The AMG GT R Pro is the road-legal sum of Mercedes-AMG’s expertise in production-based motorsport. It exists for one purpose only: so that a small number of rather well-heeled owners can drive it to a trackday, spend many joyful hours lapping the circuit and fiddling with damper clicks between sessions, then drive home again at the end of the day. This is a car that really should be used as intended, and not left to gather dust in a climate controlled lock-up somewhere.
The drivetrain is unchanged compared to the GT R. The Pro uses exactly the same 4-litre twin-turbo V8 that develops 577bhp and 516lb ft of torque. Drive goes rearwards via the transaxle that houses a seven-speed twin-clutch transmission. Mercedes-AMG quotes a 0-62mph time of 3.6 seconds and a 198mph top speed.
What’s it like?
Taut, responsive, agile and exceptionally well controlled. Quite how that uncompromising chassis setup will deal with a bumpy public highway is anybody’s guess, because for now we’ve only tried the car on Hockenheim’s flat and smooth grand prix circuit.
What’s curious about the GT R is that it’s pretty firm and unyielding on the road, but then just a little loosely controlled and hesitant on circuit. This new Pro model addresses almost every one of the on-track criticisms we’ve levelled at the GT R because it feels so at home on a circuit. There is a little body roll to allow you to feel the grip building along the outside of the car, but otherwise the Pro is keyed-in to the track surface. The instant the front axle is locked into a bend the car takes a set, as though it’s dropped into a groove, then carves its way through the corner. There’s none of the hesitancy or up-down heave that could make the GT R a wild ride, just immediate and precise responses.
The steering is fairly light but intuitive while the brakes didn’t show any sign of fade during a quick four-lap stint. What counts against the GT R Pro is its sheer size, because the front axle feels so far ahead of you and the car’s nose in another county altogether. It’s wide as well, all of which means there’s a significant familiarisation period while you learn where the car’s extremities are. And despite the Pro’s weight saving measures, 1575kg is still a significant amount of weight for a trackday machine.

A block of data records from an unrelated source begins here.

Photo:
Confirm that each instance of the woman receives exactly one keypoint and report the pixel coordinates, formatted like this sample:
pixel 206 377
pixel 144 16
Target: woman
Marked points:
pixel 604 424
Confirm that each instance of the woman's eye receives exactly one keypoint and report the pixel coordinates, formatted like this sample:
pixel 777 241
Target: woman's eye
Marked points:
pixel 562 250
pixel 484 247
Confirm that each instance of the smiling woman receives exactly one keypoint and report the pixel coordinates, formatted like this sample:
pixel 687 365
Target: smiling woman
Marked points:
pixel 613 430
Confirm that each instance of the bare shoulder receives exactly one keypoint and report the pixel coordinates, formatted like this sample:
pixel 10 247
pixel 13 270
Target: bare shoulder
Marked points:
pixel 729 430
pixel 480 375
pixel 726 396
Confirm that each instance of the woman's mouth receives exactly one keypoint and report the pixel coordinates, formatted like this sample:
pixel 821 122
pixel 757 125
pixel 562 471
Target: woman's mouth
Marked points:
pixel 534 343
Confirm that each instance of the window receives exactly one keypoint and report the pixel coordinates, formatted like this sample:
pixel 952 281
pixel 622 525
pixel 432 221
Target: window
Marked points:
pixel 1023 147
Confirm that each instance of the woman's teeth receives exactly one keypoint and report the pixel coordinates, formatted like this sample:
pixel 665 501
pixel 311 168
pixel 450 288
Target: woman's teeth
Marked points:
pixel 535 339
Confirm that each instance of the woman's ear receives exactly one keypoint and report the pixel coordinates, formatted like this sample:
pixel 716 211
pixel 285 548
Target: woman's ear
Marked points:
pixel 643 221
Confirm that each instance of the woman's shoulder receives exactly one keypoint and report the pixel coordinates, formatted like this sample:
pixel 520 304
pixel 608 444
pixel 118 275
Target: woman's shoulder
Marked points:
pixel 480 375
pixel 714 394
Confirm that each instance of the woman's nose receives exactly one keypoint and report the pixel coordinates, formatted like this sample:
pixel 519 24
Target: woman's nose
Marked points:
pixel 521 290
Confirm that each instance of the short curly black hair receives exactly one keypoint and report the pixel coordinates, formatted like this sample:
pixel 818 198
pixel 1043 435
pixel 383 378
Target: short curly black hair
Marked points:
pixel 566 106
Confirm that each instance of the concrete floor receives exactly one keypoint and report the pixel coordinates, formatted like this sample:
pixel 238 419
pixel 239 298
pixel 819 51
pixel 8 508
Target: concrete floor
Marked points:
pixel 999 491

It is an absorbing and thrilling track car, though. Being able to fiddle with its chassis settings adds another dimension to a trackday and allows you to play out your race engineer fantasies. It isn’t a particularly difficult car to drive quickly, though, nor is it intimidating. All that results from an overcooked corner entry is predictable and safe front axle push. There is good traction as well thanks to the transaxle layout and an electronically-controlled LSD, although with so much power on tap it is easily overcome with a generous extension of your right foot. The multi-stage traction control system that first appeared on the GT R is present here too, which means you can find the exact right setting for a given circuit and the conditions on the day to balance security with playfulness.